A 1920 essay, which later became the basis for his book Painting as a Pastime, serves as Churchill’s personal credo on the creative process and recounts the origins of his interest in painting. The essay describes how, in 1915, Churchill was pressured to resign his position as First Lord of the Admiralty following a disastrous campaign in the Battle of Gallipoli during World War I. "I had great anxiety and no means of relieving it," he wrote. With "long hours of unwonted leisure in which to contemplate the frightful unfolding of the war," he turned to painting as a means to clear his mind and relieve his stress — an antidote that served him throughout the remainder of his turbulent career.

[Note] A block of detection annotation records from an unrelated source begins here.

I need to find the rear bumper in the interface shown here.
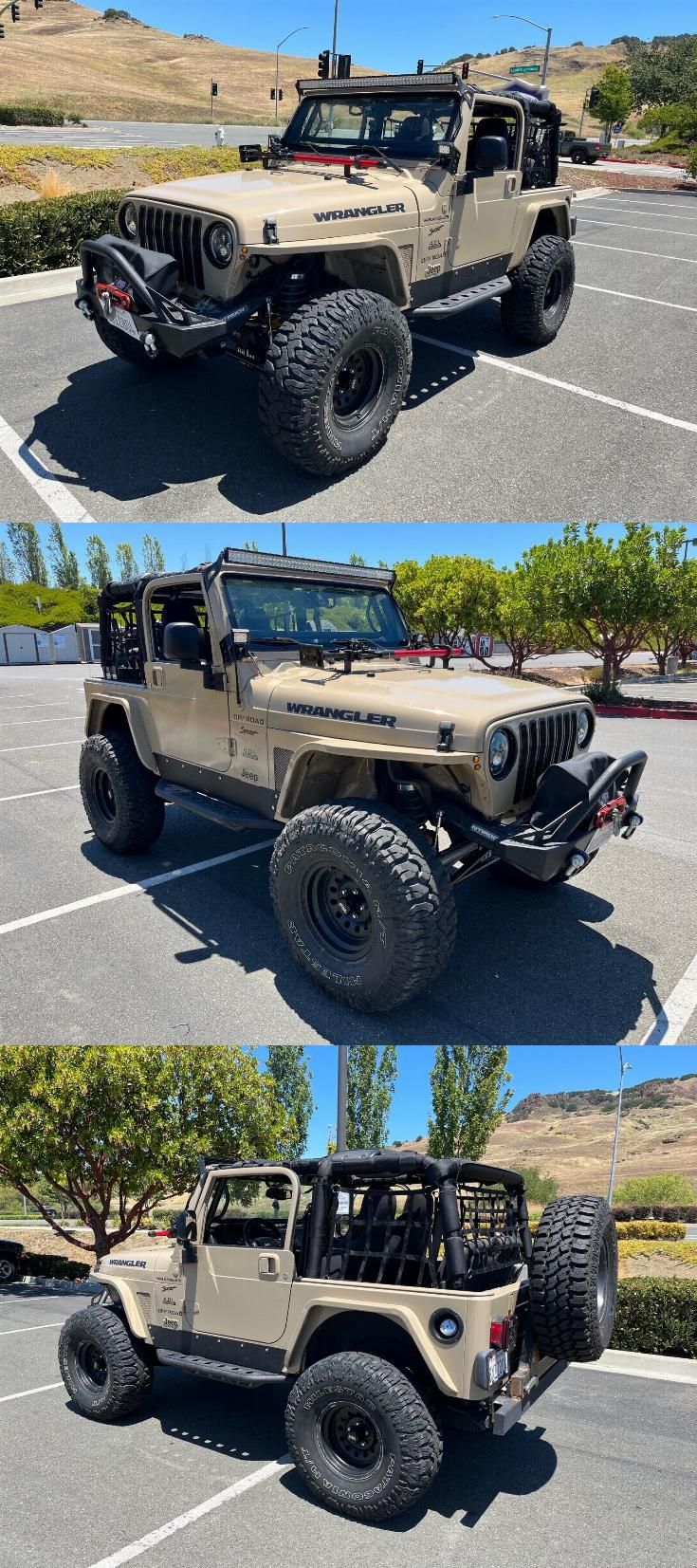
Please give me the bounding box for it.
[445,751,647,881]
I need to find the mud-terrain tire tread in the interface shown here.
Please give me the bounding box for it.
[259,288,412,475]
[502,233,577,346]
[80,730,164,855]
[269,800,457,1013]
[528,1195,617,1361]
[285,1350,443,1520]
[58,1306,152,1421]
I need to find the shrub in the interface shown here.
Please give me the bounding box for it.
[0,192,122,278]
[611,1280,697,1359]
[0,103,64,125]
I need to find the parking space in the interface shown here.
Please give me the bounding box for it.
[0,1285,697,1568]
[0,190,697,524]
[0,667,697,1044]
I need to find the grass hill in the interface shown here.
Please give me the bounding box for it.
[395,1074,697,1193]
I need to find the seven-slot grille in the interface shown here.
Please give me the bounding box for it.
[514,708,577,802]
[138,202,204,288]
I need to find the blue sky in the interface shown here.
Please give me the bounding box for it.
[27,522,622,577]
[257,1046,697,1154]
[90,0,695,70]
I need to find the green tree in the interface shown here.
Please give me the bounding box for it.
[116,540,138,581]
[428,1046,510,1160]
[0,540,17,583]
[614,1171,697,1208]
[346,1046,396,1150]
[86,533,111,588]
[266,1046,315,1160]
[8,522,48,588]
[0,1046,288,1258]
[48,522,80,588]
[594,65,633,135]
[142,533,164,572]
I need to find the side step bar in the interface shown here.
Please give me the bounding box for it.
[156,1350,285,1388]
[411,276,512,319]
[156,780,281,833]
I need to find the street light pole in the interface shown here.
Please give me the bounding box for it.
[276,22,307,125]
[492,11,551,86]
[608,1046,632,1206]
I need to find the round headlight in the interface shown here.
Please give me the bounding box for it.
[120,201,138,240]
[488,729,510,780]
[205,223,235,267]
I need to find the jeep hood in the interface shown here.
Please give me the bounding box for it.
[269,662,581,751]
[130,163,416,245]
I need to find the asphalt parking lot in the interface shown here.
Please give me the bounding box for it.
[0,665,697,1044]
[0,190,697,524]
[0,1284,697,1568]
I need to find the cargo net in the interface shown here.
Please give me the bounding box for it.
[322,1184,522,1289]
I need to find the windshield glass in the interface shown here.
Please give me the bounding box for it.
[224,576,409,648]
[284,91,459,161]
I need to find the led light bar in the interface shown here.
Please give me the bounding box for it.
[296,70,461,96]
[211,545,394,586]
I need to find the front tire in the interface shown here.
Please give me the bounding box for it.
[285,1352,443,1521]
[502,233,577,348]
[58,1306,152,1421]
[269,802,457,1013]
[80,730,164,855]
[259,288,412,475]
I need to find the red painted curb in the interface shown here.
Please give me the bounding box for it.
[594,703,697,718]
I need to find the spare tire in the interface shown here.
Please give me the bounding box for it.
[529,1196,617,1361]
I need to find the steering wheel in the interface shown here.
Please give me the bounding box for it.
[243,1218,279,1246]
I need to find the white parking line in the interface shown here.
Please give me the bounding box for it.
[574,279,697,315]
[0,1319,63,1336]
[413,334,697,436]
[0,839,276,936]
[0,414,94,522]
[578,212,695,240]
[0,1381,63,1411]
[574,240,697,267]
[641,953,697,1046]
[86,1453,293,1568]
[0,784,80,806]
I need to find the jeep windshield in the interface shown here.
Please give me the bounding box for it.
[282,91,459,160]
[224,574,409,649]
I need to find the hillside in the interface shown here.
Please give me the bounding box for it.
[395,1074,697,1193]
[2,0,374,124]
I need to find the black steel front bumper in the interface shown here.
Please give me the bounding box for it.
[443,751,647,883]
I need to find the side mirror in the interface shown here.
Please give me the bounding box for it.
[163,621,204,663]
[476,137,507,174]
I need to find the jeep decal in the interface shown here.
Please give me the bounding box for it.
[315,201,406,223]
[285,703,396,729]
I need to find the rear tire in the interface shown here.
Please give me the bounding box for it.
[285,1352,443,1521]
[58,1306,152,1421]
[259,288,412,475]
[528,1196,617,1361]
[502,233,577,348]
[269,800,457,1013]
[80,730,164,855]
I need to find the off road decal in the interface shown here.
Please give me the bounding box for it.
[315,201,406,223]
[285,703,396,729]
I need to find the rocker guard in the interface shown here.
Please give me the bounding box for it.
[443,751,647,881]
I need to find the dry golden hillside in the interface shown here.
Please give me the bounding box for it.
[395,1078,697,1193]
[0,0,377,125]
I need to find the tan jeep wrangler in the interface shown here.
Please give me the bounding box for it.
[80,549,645,1011]
[60,1150,617,1520]
[77,70,575,475]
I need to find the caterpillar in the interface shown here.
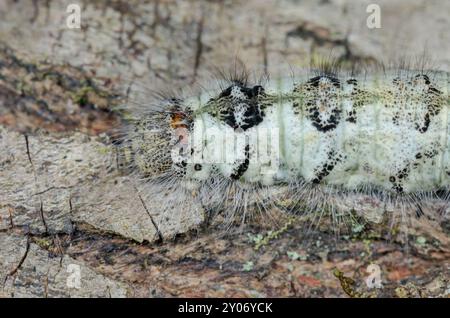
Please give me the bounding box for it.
[120,62,450,234]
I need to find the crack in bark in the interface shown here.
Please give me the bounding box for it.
[135,187,163,242]
[3,235,30,285]
[24,134,48,233]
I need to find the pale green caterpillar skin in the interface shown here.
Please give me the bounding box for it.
[163,74,450,193]
[127,67,450,224]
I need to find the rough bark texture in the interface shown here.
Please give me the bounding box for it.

A Passion for Painting brings together in one gallery for the first time all five of Churchill’s paintings and three drawings in the collection of, or on long-term loan to, America's National Churchill Museum. It includes the recent acquisition of the 1938 oil painting, Beach at Walmer, which depicts a rare self-portrait of Churchill.
The exhibition is made possible, in part, by the Anson Cutts Fund and is in memory of Catherine Churchill, whose contributions to the study of Winston Churchill's paintings were great and many.
“Leave the past to history especially as I propose to write that history myself.”